Savita Hande, the “security adviser” who signed the reference, did not reply to a request for comment. Though the praise she offered for Mazzig’s “professionalism” was nauseating, it does not indicate that the UN views Israel’s occupation as benign.
Soon before Hande provided that reference, the Israeli military shot two teenagers during a stone-throwing incident in the West Bank village of Qattana. Both teenagers suffered from “multiple live bullet wounds,” the UN monitoring group OCHA noted.
Around the same period, the Israeli army killed two children when it shelled a residential area of Gaza City. One of them, 10-year-old Mahmoud Jalal al-Hilu, had been playing near his home when he was blown to pieces.
Are these the deaths and injuries a “humanitarian” army inflicts?
Victim of muzzling?
Pro-Israel groups in Britain are doing what they can to feed Mazzig’s delusions. A petition in support of his propaganda activities calls him a “human rights activist.”
For some time, Mazzig has promoted himself as a victim of muzzling.

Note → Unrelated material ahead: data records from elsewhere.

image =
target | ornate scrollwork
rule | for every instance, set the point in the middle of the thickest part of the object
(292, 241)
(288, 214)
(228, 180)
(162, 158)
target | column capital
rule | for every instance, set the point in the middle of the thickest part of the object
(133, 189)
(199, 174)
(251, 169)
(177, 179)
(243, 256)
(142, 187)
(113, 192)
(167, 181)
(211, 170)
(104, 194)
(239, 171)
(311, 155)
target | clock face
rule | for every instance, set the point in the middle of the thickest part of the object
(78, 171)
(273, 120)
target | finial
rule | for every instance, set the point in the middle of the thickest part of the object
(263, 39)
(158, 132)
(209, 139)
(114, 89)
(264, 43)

He has spared no effort to portray Palestine solidarity activists who protested at a previous event where he spoke in University College London as enemies of free expression.

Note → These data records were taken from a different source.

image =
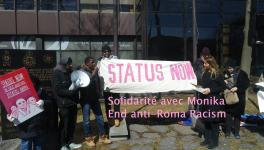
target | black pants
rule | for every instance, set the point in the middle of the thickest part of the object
(108, 106)
(211, 134)
(232, 121)
(68, 116)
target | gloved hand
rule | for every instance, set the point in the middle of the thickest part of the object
(40, 103)
(10, 118)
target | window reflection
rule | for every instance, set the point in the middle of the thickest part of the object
(68, 5)
(48, 4)
(7, 4)
(25, 4)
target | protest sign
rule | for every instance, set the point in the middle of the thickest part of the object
(145, 76)
(18, 95)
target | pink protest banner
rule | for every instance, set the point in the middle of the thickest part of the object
(146, 76)
(18, 95)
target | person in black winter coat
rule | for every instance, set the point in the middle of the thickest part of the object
(32, 131)
(106, 54)
(66, 101)
(90, 101)
(234, 112)
(213, 84)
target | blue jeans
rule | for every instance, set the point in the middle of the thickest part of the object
(96, 108)
(28, 144)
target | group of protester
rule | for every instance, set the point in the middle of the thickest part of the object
(32, 132)
(208, 76)
(214, 83)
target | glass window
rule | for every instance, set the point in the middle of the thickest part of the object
(68, 5)
(75, 43)
(24, 43)
(126, 45)
(89, 5)
(52, 43)
(6, 4)
(47, 4)
(126, 54)
(25, 4)
(18, 43)
(77, 57)
(106, 6)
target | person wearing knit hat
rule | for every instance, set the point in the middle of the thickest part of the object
(239, 83)
(67, 102)
(106, 54)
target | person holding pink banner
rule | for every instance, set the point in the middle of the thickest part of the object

Resorting to typical hyperbole, he likened the demonstration against him to “a scene from a horror movie.” Video evidence shows, however, that supporters of Israel subjected the Palestine solidarity activists to racist abuse during that event.
That evidence sits uneasily with Mazzig’s claims that he supports a “just cause” and that he is similar to the opponents of South African apartheid.
On his website, Mazzig states that he works as a consultant for Israel’s strategic affairs ministry.
That ministry has been employing tactics which come straight from the playbook of the white minority regime that used to rule South Africa. They include the entry ban on groups which support the Palestinian boycott, divestment and sanctions (BDS) movement.
Predictably, Mazzig has applauded the entry ban.
Mazzig is not a free speech martyr. He has not drawn protests because of his nationality but because he is shilling for a racist state.
Though his supporters may call him a “humanitarian,” Mazzig is really a hack.